A majority of organizations engaged in enterprise resource planning (ERP) initiatives are experiencing extended implementation durations and over-budget scenarios. Still, despite implementation woes, organizations report high levels of satisfaction with ERP successes—and the confirmation that they would do it all over again if necessary, according to a new study from Panorama Consulting, a Denver-based consulting firm specializing in the global ERP market.
Conducted by Panorama Consulting via online polling, the data for the study was collected from January 2013 to February 2014 and included 192 companies with annual revenue ranging from less than $25 million to more than $2 billion. The report discusses findings on ERP vendor selection, the role of ERP consultants and satisfaction and success ratings.

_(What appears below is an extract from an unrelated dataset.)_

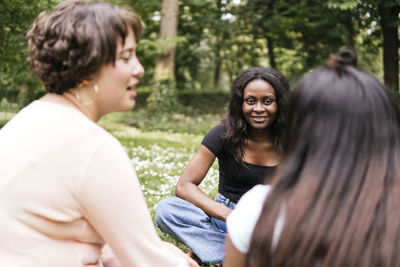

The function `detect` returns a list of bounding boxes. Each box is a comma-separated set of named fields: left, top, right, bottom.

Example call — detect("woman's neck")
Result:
left=247, top=129, right=273, bottom=143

- The average total cost of an ERP implementation was $2.8 million, or 4.6 percent of annual revenue. This is down from 5.5 percent of annual revenue in the prior year.

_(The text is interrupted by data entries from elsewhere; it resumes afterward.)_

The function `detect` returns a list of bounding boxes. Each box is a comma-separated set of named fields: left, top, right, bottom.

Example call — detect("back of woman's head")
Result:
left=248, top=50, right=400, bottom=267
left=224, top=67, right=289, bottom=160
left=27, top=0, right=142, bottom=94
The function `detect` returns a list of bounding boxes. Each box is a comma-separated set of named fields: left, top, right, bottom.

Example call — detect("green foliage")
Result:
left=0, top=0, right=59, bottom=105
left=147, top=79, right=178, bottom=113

- 56 percent of companies implementing ERP systems were multinational, while 77 percent were multisite.
- 83 percent used consultants for some or all stages of their ERP implementations.
- 51 percent of organizations experienced some sort of material operational disruption at the time of go-live, such as not being able to ship product or close the books. Of those that experienced an operational disruption, approximately two out of three experienced a disruption lasting one month or more after go-live.
- 63 percent said that managing the change was either difficult or very difficult, while only 2 percent said it was easy or very easy.
In contrast, technical issues were said to be difficult or very difficult by 45 percent of respondents. These organizational challenges may be at least partly due to the fact that most projects invested less than 25 percent of their resources into critical organizational change management activities.
The interesting and good news is that, despite issues, most organizations still reported being satisfied with their implementation and their chosen ERP system.
In fact, 63 percent said they are satisfied with their implementations and a majority said that if they could do it all over again, they would choose the same ERP software.
According to Panorama Consulting, ERP implementations all too often are plagued by technical, process, organizational and management issues—all of which can cause operational disruption.
What could help the ERP implementation process run smoothly?
Better project management, led by project champions, could result in higher instances of ERP implementation success. A project champion is the person within an organization implementing a project who takes on the burden of ensuring everyone involved is on board and behind the ultimate success of the project.
Project champions are responsible for identifying a project’s strategic objectives, critically analyzing and ensuring best practices, identifying and eliminating obstacles that may threaten a project’s viability within the organization itself, prioritizing project phases based on value and relaying timely updates to all managers and project stakeholders.
With cloud and mobile ERP offerings expanding during 2014, more businesses will be adopting ERP solutions to improve crucial processes and operational functionalities.
And why not? ERP solutions deliver a core benefit to businesses—a powerful, responsive platform for doing business better. Perhaps with project champions at the helm, ERP implementations will go more smoothly, resulting in a more cheerful implementation experience and a study beaming with projects delivered in scope, under budget and on time.